There are many things that pattern matching over large amounts of data can solve, like eventually we can probably get fully generated movies, music compositions, and novels, but the problem is that all of the content of those works will have to have been formalized into rules before it is produced, since computers can only work with formalized data. None of those productions will ever have an original thought, and I think that’s why GPT-3’s fiction feels so shallow.
So it boils down to a philosophical question, can human thought be formalized and written in rules? If it can, no human ever has an original thought either, and it’s a moot point.
The fact that feelings of love and closeness could be prompted by a mere chemical was deeply saddening to me. It wrecked my worldview.
"Love is just the result of some chemical? Then it's not even real!" I thought to myself.
Fast-forward ~20 years later, and that's proven to be an obvious— and massive— and useless— oversimplification.
Of course love isn't "just a reaction caused by a chemical." It's a fantastically complex emergent property of our biological system that we still absolutely do not understand.
It's the same with thinking: are parts of it analogous to pattern matching? Sure! Is this the whole story? Not even close.
Now contrarian to the contrarian view: many of us live in bubble echos and go for the popular opinion instead of critical thinking, so maybe that's a bar too high even for humans.
and how do you do that? By pattern-matching on "high-quality source"
LLMs do not have that capability, fundamentally.
Making totally new innovations in art, particularly ones that people end up liking, is a whole different ball game.
Look at something like [Luncheon on the Grass](https://en.wikipedia.org/wiki/Le_D%C3%A9jeuner_sur_l%27herbe)
This painting was revolutionary. When it was first exhibited in Paris, people were shocked. It was rejected from the Salon (the most prominent art exhibition at the time). Yet, 10 years later, every painting in the Salon resembled it. And you can draw a line from this painting, to Monet, from which you can draw a line to Picasso, from which you can draw a line to Pollock....
Obviously, none of these are totally new innovations, they all came from somewhere. Pattern making.
The only difference between this and these language models is that Manet and artists like him use their rich sensory experience obtained outside of painting to make new paintings. But it's all fundamentally pattern matching in the end. As long as you can obtain the patterns, there's no difference between a human and a machine in this regard.

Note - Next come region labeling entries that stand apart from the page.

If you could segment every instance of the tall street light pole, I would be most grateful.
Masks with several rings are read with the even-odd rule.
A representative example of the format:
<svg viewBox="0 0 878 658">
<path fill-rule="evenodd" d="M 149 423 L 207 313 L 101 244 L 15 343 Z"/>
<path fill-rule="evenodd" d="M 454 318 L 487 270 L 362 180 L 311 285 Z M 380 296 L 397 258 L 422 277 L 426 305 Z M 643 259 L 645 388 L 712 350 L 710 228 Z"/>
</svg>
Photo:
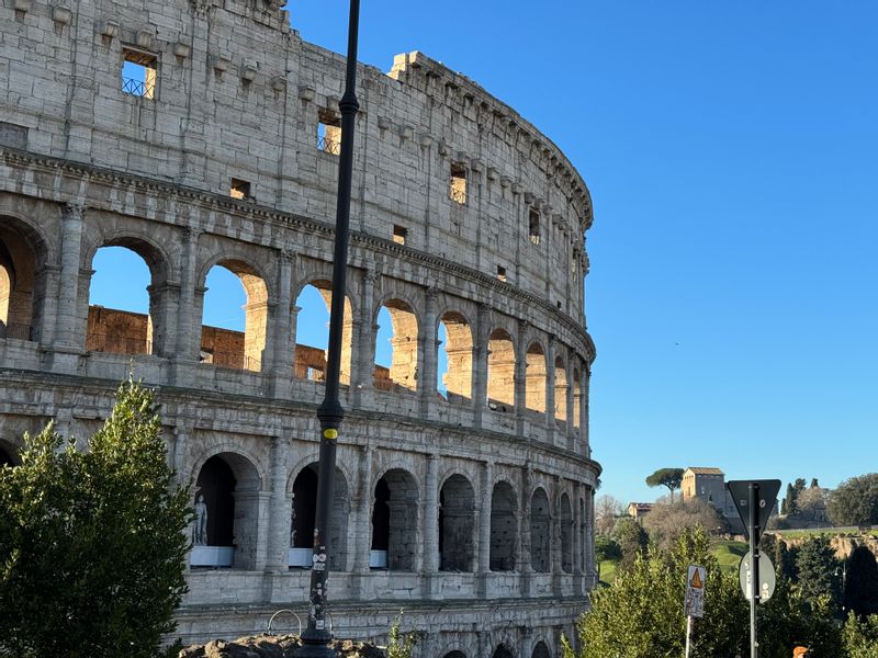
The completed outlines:
<svg viewBox="0 0 878 658">
<path fill-rule="evenodd" d="M 341 330 L 345 320 L 348 240 L 350 226 L 350 189 L 353 168 L 353 123 L 360 104 L 357 102 L 357 35 L 360 24 L 360 0 L 350 2 L 348 25 L 348 61 L 345 94 L 338 103 L 341 111 L 341 155 L 338 161 L 338 198 L 336 203 L 336 242 L 333 256 L 333 304 L 329 311 L 329 349 L 326 363 L 326 395 L 317 409 L 320 421 L 320 460 L 317 480 L 317 514 L 314 524 L 314 554 L 311 569 L 311 609 L 308 625 L 302 634 L 297 658 L 328 658 L 336 653 L 329 647 L 333 634 L 326 626 L 326 578 L 329 571 L 329 525 L 333 521 L 333 498 L 336 474 L 338 428 L 345 410 L 338 400 L 341 365 Z"/>
</svg>

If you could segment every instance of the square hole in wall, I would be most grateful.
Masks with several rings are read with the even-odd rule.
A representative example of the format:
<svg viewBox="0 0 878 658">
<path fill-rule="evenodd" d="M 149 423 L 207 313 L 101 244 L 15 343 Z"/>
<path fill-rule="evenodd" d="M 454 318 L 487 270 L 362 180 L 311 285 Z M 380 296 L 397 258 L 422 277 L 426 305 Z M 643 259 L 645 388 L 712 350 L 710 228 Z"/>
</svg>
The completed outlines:
<svg viewBox="0 0 878 658">
<path fill-rule="evenodd" d="M 122 91 L 143 99 L 156 97 L 158 57 L 135 48 L 122 48 Z"/>
</svg>

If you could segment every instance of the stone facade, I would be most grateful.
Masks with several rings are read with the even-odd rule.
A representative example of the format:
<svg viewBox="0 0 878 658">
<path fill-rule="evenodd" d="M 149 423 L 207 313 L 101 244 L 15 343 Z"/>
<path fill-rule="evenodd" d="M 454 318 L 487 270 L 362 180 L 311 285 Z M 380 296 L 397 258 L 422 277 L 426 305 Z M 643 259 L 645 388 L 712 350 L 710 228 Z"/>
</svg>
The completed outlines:
<svg viewBox="0 0 878 658">
<path fill-rule="evenodd" d="M 423 54 L 358 76 L 335 633 L 381 637 L 404 608 L 423 656 L 558 656 L 595 583 L 588 191 Z M 193 551 L 184 642 L 306 616 L 324 361 L 295 300 L 331 295 L 342 84 L 344 58 L 264 0 L 0 5 L 0 460 L 50 419 L 90 435 L 133 362 L 209 504 L 199 548 L 229 559 Z M 89 305 L 106 246 L 146 262 L 148 314 Z M 217 264 L 247 292 L 243 332 L 201 326 Z"/>
</svg>

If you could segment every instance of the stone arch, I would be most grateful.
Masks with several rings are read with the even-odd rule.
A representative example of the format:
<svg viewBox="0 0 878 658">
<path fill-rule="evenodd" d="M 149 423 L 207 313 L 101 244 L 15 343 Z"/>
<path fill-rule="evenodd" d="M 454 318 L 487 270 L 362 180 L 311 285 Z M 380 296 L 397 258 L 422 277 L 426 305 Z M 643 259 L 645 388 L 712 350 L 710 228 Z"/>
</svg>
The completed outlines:
<svg viewBox="0 0 878 658">
<path fill-rule="evenodd" d="M 215 268 L 225 268 L 240 281 L 246 294 L 244 331 L 201 327 L 201 361 L 223 367 L 260 372 L 262 353 L 268 339 L 269 324 L 269 280 L 250 262 L 238 258 L 215 257 L 202 269 L 199 281 L 207 293 L 204 282 L 209 272 Z"/>
<path fill-rule="evenodd" d="M 515 343 L 505 329 L 487 339 L 487 405 L 494 411 L 515 408 Z"/>
<path fill-rule="evenodd" d="M 552 658 L 552 654 L 549 647 L 545 646 L 545 643 L 540 640 L 533 645 L 533 653 L 530 655 L 530 658 Z"/>
<path fill-rule="evenodd" d="M 439 489 L 439 570 L 472 571 L 475 492 L 470 480 L 450 476 Z"/>
<path fill-rule="evenodd" d="M 525 354 L 525 406 L 545 413 L 545 351 L 538 341 L 528 345 Z"/>
<path fill-rule="evenodd" d="M 204 460 L 194 479 L 193 502 L 196 512 L 204 506 L 206 527 L 200 538 L 200 522 L 195 520 L 192 566 L 254 568 L 262 484 L 256 465 L 237 452 L 217 452 Z"/>
<path fill-rule="evenodd" d="M 318 481 L 318 462 L 312 462 L 299 470 L 293 479 L 290 525 L 290 548 L 292 551 L 289 555 L 291 567 L 311 567 L 312 564 Z M 329 545 L 333 549 L 329 555 L 329 569 L 344 571 L 347 568 L 350 494 L 347 478 L 338 467 L 335 469 L 333 489 L 333 520 L 329 530 Z"/>
<path fill-rule="evenodd" d="M 555 420 L 567 420 L 567 368 L 564 359 L 555 356 Z"/>
<path fill-rule="evenodd" d="M 165 284 L 170 275 L 168 254 L 154 240 L 126 231 L 105 237 L 92 245 L 86 254 L 89 269 L 94 270 L 94 258 L 101 249 L 114 247 L 136 254 L 146 265 L 149 272 L 149 284 L 146 286 L 148 308 L 143 309 L 146 313 L 140 313 L 131 308 L 95 304 L 92 274 L 89 283 L 86 349 L 90 352 L 170 356 L 166 347 L 168 290 Z"/>
<path fill-rule="evenodd" d="M 573 510 L 570 496 L 561 495 L 560 510 L 558 512 L 561 524 L 561 570 L 573 574 Z"/>
<path fill-rule="evenodd" d="M 316 309 L 303 306 L 303 295 L 306 293 L 307 287 L 314 287 L 323 298 L 324 308 L 320 310 L 326 311 L 326 330 L 319 331 L 318 340 L 309 339 L 311 344 L 300 340 L 302 332 L 300 328 L 303 326 L 301 320 L 305 319 L 307 315 Z M 329 349 L 329 314 L 333 303 L 333 282 L 326 279 L 312 279 L 303 283 L 295 296 L 296 306 L 296 322 L 295 322 L 295 364 L 293 366 L 294 375 L 300 379 L 311 379 L 314 382 L 323 382 L 326 376 L 326 360 L 327 350 Z M 350 385 L 353 351 L 353 305 L 350 295 L 345 296 L 345 321 L 341 326 L 341 366 L 339 382 L 342 386 Z"/>
<path fill-rule="evenodd" d="M 386 309 L 391 318 L 393 338 L 390 368 L 375 364 L 374 386 L 380 390 L 414 392 L 418 387 L 418 317 L 414 306 L 402 296 L 385 299 L 374 315 L 379 324 L 381 309 Z M 378 333 L 375 333 L 375 355 L 378 356 Z"/>
<path fill-rule="evenodd" d="M 514 571 L 517 557 L 518 498 L 513 485 L 500 480 L 491 494 L 489 568 L 492 571 Z"/>
<path fill-rule="evenodd" d="M 417 480 L 403 468 L 391 468 L 378 479 L 373 494 L 371 551 L 375 560 L 380 561 L 384 552 L 386 568 L 414 571 L 419 549 Z M 373 561 L 370 559 L 370 565 Z"/>
<path fill-rule="evenodd" d="M 0 339 L 40 340 L 46 250 L 36 228 L 0 216 Z"/>
<path fill-rule="evenodd" d="M 473 333 L 470 321 L 457 310 L 447 310 L 438 320 L 444 329 L 444 356 L 448 367 L 443 373 L 442 385 L 446 399 L 450 402 L 466 402 L 472 399 L 473 386 Z M 437 351 L 441 350 L 438 338 Z M 437 360 L 438 361 L 438 360 Z"/>
<path fill-rule="evenodd" d="M 549 496 L 545 489 L 537 487 L 530 497 L 530 566 L 545 574 L 551 565 Z"/>
</svg>

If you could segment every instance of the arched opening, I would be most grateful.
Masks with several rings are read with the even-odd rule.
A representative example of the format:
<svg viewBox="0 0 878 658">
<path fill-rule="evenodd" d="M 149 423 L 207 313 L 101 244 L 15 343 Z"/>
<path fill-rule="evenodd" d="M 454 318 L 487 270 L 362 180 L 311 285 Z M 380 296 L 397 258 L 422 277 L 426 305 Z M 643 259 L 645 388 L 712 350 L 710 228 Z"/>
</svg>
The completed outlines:
<svg viewBox="0 0 878 658">
<path fill-rule="evenodd" d="M 236 302 L 241 300 L 238 310 Z M 260 372 L 267 325 L 268 286 L 256 270 L 239 260 L 211 268 L 205 277 L 201 362 Z"/>
<path fill-rule="evenodd" d="M 394 468 L 379 479 L 372 508 L 370 567 L 415 570 L 418 507 L 418 488 L 410 474 Z"/>
<path fill-rule="evenodd" d="M 0 217 L 0 339 L 38 340 L 44 253 L 32 229 L 14 229 L 19 224 L 11 217 Z"/>
<path fill-rule="evenodd" d="M 573 512 L 570 497 L 561 496 L 561 570 L 573 574 Z"/>
<path fill-rule="evenodd" d="M 123 245 L 124 242 L 124 245 Z M 160 260 L 138 240 L 101 247 L 91 260 L 86 349 L 113 354 L 155 354 L 160 333 L 159 287 L 153 270 Z M 162 269 L 156 268 L 158 271 Z M 164 275 L 162 275 L 164 279 Z"/>
<path fill-rule="evenodd" d="M 497 483 L 491 494 L 492 571 L 513 571 L 518 543 L 518 502 L 509 483 Z"/>
<path fill-rule="evenodd" d="M 412 307 L 390 299 L 378 314 L 374 386 L 379 390 L 418 387 L 418 320 Z"/>
<path fill-rule="evenodd" d="M 567 371 L 561 356 L 555 359 L 555 420 L 567 420 Z"/>
<path fill-rule="evenodd" d="M 539 574 L 550 569 L 549 497 L 538 488 L 530 499 L 530 566 Z"/>
<path fill-rule="evenodd" d="M 256 558 L 260 483 L 255 466 L 235 453 L 204 462 L 195 479 L 193 567 L 248 568 Z"/>
<path fill-rule="evenodd" d="M 515 345 L 504 329 L 495 329 L 487 341 L 487 406 L 494 411 L 515 408 Z"/>
<path fill-rule="evenodd" d="M 333 305 L 333 284 L 317 280 L 302 288 L 296 297 L 295 365 L 300 379 L 323 382 L 326 378 L 326 359 L 329 349 L 329 310 Z M 345 298 L 345 321 L 341 326 L 340 384 L 350 384 L 351 337 L 353 313 L 350 299 Z"/>
<path fill-rule="evenodd" d="M 290 567 L 309 568 L 314 551 L 314 522 L 317 510 L 317 483 L 319 464 L 305 466 L 293 481 L 292 522 L 290 524 Z M 348 515 L 350 497 L 348 483 L 339 468 L 333 480 L 333 524 L 329 530 L 329 569 L 344 571 L 348 556 Z"/>
<path fill-rule="evenodd" d="M 497 646 L 497 648 L 494 649 L 494 653 L 491 655 L 491 658 L 515 658 L 515 654 L 513 653 L 513 649 L 510 649 L 504 644 Z"/>
<path fill-rule="evenodd" d="M 449 311 L 441 317 L 437 349 L 437 388 L 444 392 L 449 402 L 469 401 L 472 398 L 473 336 L 462 315 Z"/>
<path fill-rule="evenodd" d="M 439 492 L 439 570 L 473 570 L 474 509 L 470 480 L 452 475 Z"/>
<path fill-rule="evenodd" d="M 583 386 L 579 379 L 579 368 L 573 370 L 573 427 L 579 429 L 582 415 Z"/>
<path fill-rule="evenodd" d="M 540 343 L 531 343 L 525 356 L 525 405 L 545 413 L 545 353 Z"/>
</svg>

I was thinking the same: can a (future) model be like Leonardo or Beethoven, and actually innovate?
Assuming that what Beethoven did is not "just" making music similar to pre-existing music.
And yes, I'm aware the bar was raised from "average human" to Beethoven.
It seems to me that making art that people like is a combination of pattern matching, luck, the zeitgeist, and other factors. However it doesn't seem like there's some kind of unknowable gap between "making similar art" and "making innovations in art that people like". I'm of the opinion that all art is in some sense derivative in that the human mind integrates everything it has seen and produces something based on those inputs.
All art is derivative.
Do you have evidence that human brains are not just super sophisticated pattern matching engines?
Humans read novels, listen to compositions, watch movies, and make new ones similar in some ways and different in other ways. What is fundamentally different about the process used for LLMs? Not the current generation necessarily, but what's likely to emerge as they continue to improve.
The strongest evidence I have is that people are notoriously difficult to predict, individually.
If so it means the union of all human expertise is a few gigabytes. Having seen both a) what we can do in a kilobyte of code, and b) a broad range of human behavior, this doesn't seem impossible. The more interesting question is: what are humans going to do with this remarkable object, a svelte pocket brain, not quite alive, a capable coder in ALL languages, a shared human artifact that can ace all tests? "May you live in interesting times," indeed.
Clearly the key takeaway from GPT is that given enough unstructured data, LLM can produce impressive results.
From my point of view, the flaw in most discussion surrounding AI is not that people underestimate computers but overestimate how special humans are. At the end of day, every thoughts are a bunch of chemical potentials changing in a small blob of flesh.
It is probably true that at a given point many many people had the same or very similar ideas.
Those who execute or are in the right place and time to declare themselves the originator are the ones we think innovated.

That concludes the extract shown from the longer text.